LightningIRConfig

class lightning_ir.base.config.LightningIRConfig(*args, query_length: int | None = 32, doc_length: int | None = 512, use_adapter: bool = False, adapter_config: LoraConfig | None = None, pretrained_adapter_name_or_path: str | None = None, **kwargs)[source]

Bases: PretrainedConfig

The configuration class to instantiate a Lightning IR model. Acts as a mixin for the transformers.PretrainedConfig class.

__init__(*args, query_length: int | None = 32, doc_length: int | None = 512, use_adapter: bool = False, adapter_config: LoraConfig | None = None, pretrained_adapter_name_or_path: str | None = None, **kwargs)[source]

Initializes the configuration.

Parameters:

query_length (int | None) – Maximum number of tokens per query. If None does not truncate. Defaults to 32.
doc_length (int | None) – Maximum number of tokens per document. If None does not truncate. Defaults to 512.
use_adapter (bool, optional) – Whether to use LoRA adapters. Defaults to False.
adapter_config (Optional[LoraConfig], optional) – Configuration for LoRA adapters. Only used if use_adapter is True. Defaults to None.
pretrained_adapter_name_or_path (Optional[str], optional) – The path to a pretrained adapter to load. Defaults to None.

Methods

`__init__`(*args[, query_length, doc_length, ...])	Initializes the configuration.
`from_pretrained`(...)	Loads the configuration from a pretrained model.
`get_tokenizer_kwargs`(Tokenizer)	Returns the keyword arguments for the tokenizer.
`to_dict`()	Overrides the transformers.PretrainedConfig.to_dict method to include the added arguments and the backbone model type.

Attributes

`backbone_model_type`	Backbone model type for the configuration.
`model_type`	Model type for the configuration.

backbone_model_type: str | None = None: Backbone model type for the configuration. set by LightningIRModelClassFactory().

classmethod from_pretrained(pretrained_model_name_or_path: str | Path, *args, **kwargs) → LightningIRConfig[source]

Loads the configuration from a pretrained model.
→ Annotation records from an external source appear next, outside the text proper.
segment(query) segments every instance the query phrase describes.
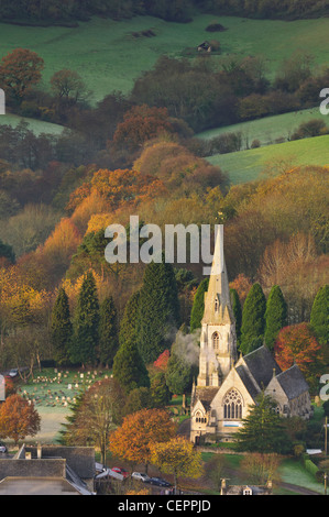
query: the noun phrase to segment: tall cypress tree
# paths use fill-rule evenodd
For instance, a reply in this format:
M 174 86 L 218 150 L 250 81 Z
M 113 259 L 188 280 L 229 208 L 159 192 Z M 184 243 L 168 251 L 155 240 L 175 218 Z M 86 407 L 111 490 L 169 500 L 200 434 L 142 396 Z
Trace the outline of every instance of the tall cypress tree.
M 281 329 L 287 324 L 287 304 L 278 285 L 272 287 L 265 312 L 265 343 L 273 350 Z
M 242 324 L 242 307 L 237 289 L 230 289 L 232 310 L 235 319 L 237 341 L 240 344 L 241 324 Z
M 329 285 L 323 285 L 315 297 L 310 326 L 320 344 L 329 343 Z
M 112 366 L 119 348 L 118 311 L 112 296 L 108 296 L 100 306 L 99 319 L 99 361 Z
M 129 394 L 139 387 L 150 387 L 150 377 L 134 339 L 121 344 L 113 362 L 113 377 Z
M 73 363 L 94 364 L 97 358 L 99 301 L 92 273 L 84 279 L 74 321 Z
M 145 364 L 171 348 L 180 327 L 178 289 L 172 264 L 164 261 L 146 266 L 138 318 L 138 345 Z
M 262 392 L 251 406 L 243 427 L 235 433 L 238 450 L 261 453 L 288 453 L 292 443 L 275 411 L 276 403 Z
M 53 355 L 57 364 L 69 363 L 73 327 L 69 315 L 69 304 L 65 289 L 61 287 L 52 311 L 51 340 Z
M 260 284 L 250 289 L 242 310 L 240 350 L 246 354 L 262 344 L 265 331 L 266 298 Z
M 194 332 L 201 328 L 201 321 L 205 312 L 205 293 L 208 290 L 209 278 L 205 278 L 197 288 L 191 311 L 190 311 L 190 331 Z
Wraps the transformers.PretrainedConfig.from_pretrained

Parameters:: pretrained_model_name_or_path (str | Path) – Pretrained model name or path.
Returns:: Derived LightningIRConfig class.
Return type:: LightningIRConfig
Raises:: ValueError – If pretrained_model_name_or_path is not a Lightning IR model and no LightningIRConfig is passed.
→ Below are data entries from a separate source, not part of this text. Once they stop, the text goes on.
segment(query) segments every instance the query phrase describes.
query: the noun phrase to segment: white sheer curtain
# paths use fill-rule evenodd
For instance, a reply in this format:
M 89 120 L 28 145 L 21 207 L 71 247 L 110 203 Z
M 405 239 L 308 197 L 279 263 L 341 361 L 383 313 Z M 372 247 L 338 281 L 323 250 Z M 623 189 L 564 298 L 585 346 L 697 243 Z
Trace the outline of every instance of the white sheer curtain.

get_tokenizer_kwargs(Tokenizer: type[LightningIRTokenizer]) → dict[str, Any][source]

Returns the keyword arguments for the tokenizer. This method is used to pass the configuration parameters to the tokenizer.

Parameters:: Tokenizer (type[LightningIRTokenizer]) – Class of the tokenizer to be used.
Returns:: Keyword arguments for the tokenizer.
Return type:: dict[str, Any]

model_type: str = 'lightning-ir': Model type for the configuration.

to_dict() → dict[str, Any][source]

Overrides the transformers.PretrainedConfig.to_dict method to include the added arguments and the backbone model type.

Returns:: Configuration dictionary.
Return type:: dict[str, Any]